The device – a combination of image-processing goggles and tiny silicon chips implanted in the retina – has been more than a decade in the making. Although the device’s resolution is not yet where its designers hope to get it – currently the technology can only reach 20/200 vision, which is not enough to read clearly or drive safely – a five-patient feasibility study has begun in Paris, with a second planned later in the year in the Eastern United States.
“We published the first concept paper of how we would approach this 12 years ago, and now we’ve validated in human patients basically all the key assumptions we made on the way,” said Palanker, who is also the director of the Hansen Experimental Physics Laboratory and a member of Stanford Bio-X and the Stanford Neurosciences Institute.
Too many wires
Palanker had been interested in how eyes function since his graduate studies in applied physics. Until the early 2000s, most of Palanker’s research focused on the use of lasers in eye surgery.
Then he learned about artificial retinas, assistive devices intended to treat patients who have lost some of the light-sensitive cells in their retinas to diseases such as age-related macular degeneration or retinitis pigmentosa.
But artificial retinas that were then in development had a number of drawbacks. For one thing, none of them achieved decent resolution. At the time, the best artificial retina corresponded to about 20/1200 vision.
In addition, most devices in the early 2000s needed many wires. Some systems implanted a camera directly into the eye, which required elaborate wiring just to power it. Other devices mounted the camera onto glasses and fed the images through a cable to an electrode array placed on the retina. All the options demanded invasive, complex surgery and long-term maintenance issues, including managing problematic cables that crossed the eye wall, sometimes affecting the remaining healthy rods and cones.
Delivering light
Palanker thought he could do better using a purely optical approach. As he imagined it, patients would wear special goggles that would convert ambient light into normally invisible infrared images and project those images into the eye in a manner similar to augmented-reality glasses. Photovoltaic cells – essentially tiny solar panels – implanted under the damaged parts of the retina would pick up the infrared images and convert them into electrical signals, replacing the function of damaged rods and cones.

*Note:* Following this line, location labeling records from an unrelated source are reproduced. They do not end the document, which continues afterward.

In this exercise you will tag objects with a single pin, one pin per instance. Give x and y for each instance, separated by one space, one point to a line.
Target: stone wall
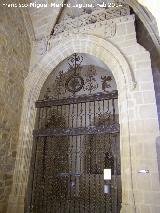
14 64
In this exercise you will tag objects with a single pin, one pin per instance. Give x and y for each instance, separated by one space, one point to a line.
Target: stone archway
132 122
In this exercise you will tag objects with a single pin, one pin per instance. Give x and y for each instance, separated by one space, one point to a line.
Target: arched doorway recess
75 163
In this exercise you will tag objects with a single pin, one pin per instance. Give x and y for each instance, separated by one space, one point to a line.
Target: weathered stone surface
14 64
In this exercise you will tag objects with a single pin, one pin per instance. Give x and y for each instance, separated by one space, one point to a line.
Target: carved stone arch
138 9
116 62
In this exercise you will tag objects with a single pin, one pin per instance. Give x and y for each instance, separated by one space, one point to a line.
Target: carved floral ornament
72 81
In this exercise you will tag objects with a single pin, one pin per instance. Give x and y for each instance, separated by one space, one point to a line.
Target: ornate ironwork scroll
74 141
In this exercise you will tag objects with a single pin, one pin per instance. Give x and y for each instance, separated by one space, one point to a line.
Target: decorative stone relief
101 22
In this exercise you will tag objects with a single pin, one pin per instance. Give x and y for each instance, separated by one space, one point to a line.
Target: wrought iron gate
75 140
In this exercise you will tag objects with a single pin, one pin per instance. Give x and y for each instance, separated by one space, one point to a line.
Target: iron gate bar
80 99
91 130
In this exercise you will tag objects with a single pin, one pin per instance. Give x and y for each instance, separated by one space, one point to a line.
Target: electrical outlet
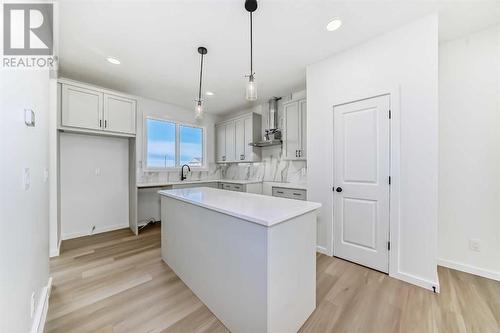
475 244
32 305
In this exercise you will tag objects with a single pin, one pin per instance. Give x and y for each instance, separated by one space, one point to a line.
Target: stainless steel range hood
273 134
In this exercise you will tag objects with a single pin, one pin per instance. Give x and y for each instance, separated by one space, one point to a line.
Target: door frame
394 167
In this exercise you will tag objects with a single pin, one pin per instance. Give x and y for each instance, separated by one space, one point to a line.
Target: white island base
255 275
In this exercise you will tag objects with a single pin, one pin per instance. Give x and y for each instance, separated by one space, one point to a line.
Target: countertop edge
265 223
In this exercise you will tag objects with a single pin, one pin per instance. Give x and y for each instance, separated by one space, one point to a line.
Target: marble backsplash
272 168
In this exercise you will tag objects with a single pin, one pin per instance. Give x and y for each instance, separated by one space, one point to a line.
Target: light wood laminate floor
117 282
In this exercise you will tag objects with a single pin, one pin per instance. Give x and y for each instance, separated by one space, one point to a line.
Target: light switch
29 117
45 175
27 179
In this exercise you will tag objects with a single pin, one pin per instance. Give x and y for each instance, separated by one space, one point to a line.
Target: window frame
177 167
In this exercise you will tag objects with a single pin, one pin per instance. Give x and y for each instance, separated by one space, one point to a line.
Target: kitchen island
250 258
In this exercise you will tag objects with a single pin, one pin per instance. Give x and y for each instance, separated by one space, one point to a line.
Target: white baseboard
412 279
71 235
322 250
41 309
469 269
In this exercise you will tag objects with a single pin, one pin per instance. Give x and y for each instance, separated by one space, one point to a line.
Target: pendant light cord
251 46
201 77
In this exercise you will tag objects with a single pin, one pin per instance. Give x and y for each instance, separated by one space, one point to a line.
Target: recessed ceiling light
334 24
114 61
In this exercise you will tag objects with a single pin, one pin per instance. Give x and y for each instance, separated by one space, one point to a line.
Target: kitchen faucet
182 171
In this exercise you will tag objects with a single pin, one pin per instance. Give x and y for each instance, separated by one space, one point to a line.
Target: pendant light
251 90
199 102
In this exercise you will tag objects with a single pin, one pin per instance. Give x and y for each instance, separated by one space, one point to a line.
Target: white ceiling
157 42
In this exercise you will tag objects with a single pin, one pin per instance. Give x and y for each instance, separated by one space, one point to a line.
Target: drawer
289 193
238 187
233 187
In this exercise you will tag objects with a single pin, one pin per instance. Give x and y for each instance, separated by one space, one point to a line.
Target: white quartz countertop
261 209
298 186
204 181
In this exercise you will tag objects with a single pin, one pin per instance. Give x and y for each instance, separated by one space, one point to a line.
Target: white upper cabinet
119 114
81 107
230 142
294 133
234 136
90 109
240 139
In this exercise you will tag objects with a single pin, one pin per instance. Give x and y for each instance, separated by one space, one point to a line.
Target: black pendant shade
199 103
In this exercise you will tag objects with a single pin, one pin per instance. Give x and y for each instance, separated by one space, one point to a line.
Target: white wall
24 214
54 216
94 184
405 59
469 152
151 108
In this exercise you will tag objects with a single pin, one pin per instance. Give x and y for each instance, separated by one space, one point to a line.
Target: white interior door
361 196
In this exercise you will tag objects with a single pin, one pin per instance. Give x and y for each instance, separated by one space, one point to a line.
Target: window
170 144
191 145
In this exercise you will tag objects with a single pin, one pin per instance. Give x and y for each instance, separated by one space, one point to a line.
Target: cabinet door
230 142
292 132
119 114
303 129
221 143
249 155
240 139
81 108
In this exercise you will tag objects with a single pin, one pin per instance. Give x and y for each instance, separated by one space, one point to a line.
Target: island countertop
261 209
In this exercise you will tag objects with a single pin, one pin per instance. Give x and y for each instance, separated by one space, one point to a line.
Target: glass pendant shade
199 110
251 89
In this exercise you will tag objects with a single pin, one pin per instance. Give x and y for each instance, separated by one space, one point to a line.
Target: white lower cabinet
96 110
249 188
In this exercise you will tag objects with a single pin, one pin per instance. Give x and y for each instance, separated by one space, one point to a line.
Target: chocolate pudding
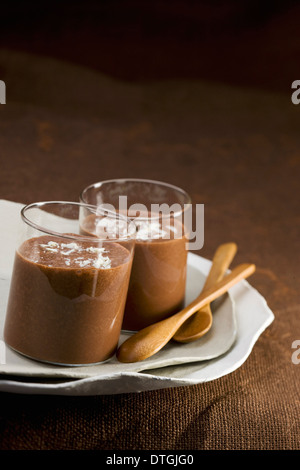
158 276
67 300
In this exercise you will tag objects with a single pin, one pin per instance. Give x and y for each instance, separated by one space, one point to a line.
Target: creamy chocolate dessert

“I thought that the eye is a beautiful optical system, where information and power can be delivered by light, and this would eliminate the need for wires and make surgery much less invasive,” Palanker said. In addition, it would be easier to miniaturize the photovoltaic sensors, thus improving resolution. Palanker’s device provides an added benefit as well: because the implanted sensors would only replace damaged rods and cones, patients could still see normally with the parts of their retinas that hadn’t been damaged.
By 2005, Palanker and colleagues had published a plan for how their device would work, and in 2008 they won a Bio-X seed grant to begin building a device and testing this idea in rodents.
The next phase
Pixium Vision, the company that licensed the photovoltaic retinal prosthesis, or PRIMA, technology in 2013, manufactured a device for humans and got approval for clinical testing in late 2017. Clinical trials started last month, and so far three patients have been implanted with the device. Those surgeries went well, Palanker said, and patients report seeing bright white patterns in their formerly damaged areas, within the resolution limits researchers had expected. Thorough testing is now being conducted to assess the quality of this prosthetic vision, including how well patients can make out various shapes and letters.
The researchers still face important challenges – most importantly, further improving resolution. Right now, pixels in human implants are 100 micrometers in size, and tests demonstrated that 50 micrometer pixels also work well, providing spatial resolution equivalent to about 20/200 vision. Eventually, Palanker would like to get it to 20/40 – what the state requires for a driver’s license – and the lab expects to publish a new design for achieving that resolution later this year, he said. The researchers are also developing better ways of processing images, so that patients can distinguish objects more easily.
“We are addressing one of the largest unmet needs in incurable blinding conditions,” Palanker said. “It’s very exciting.”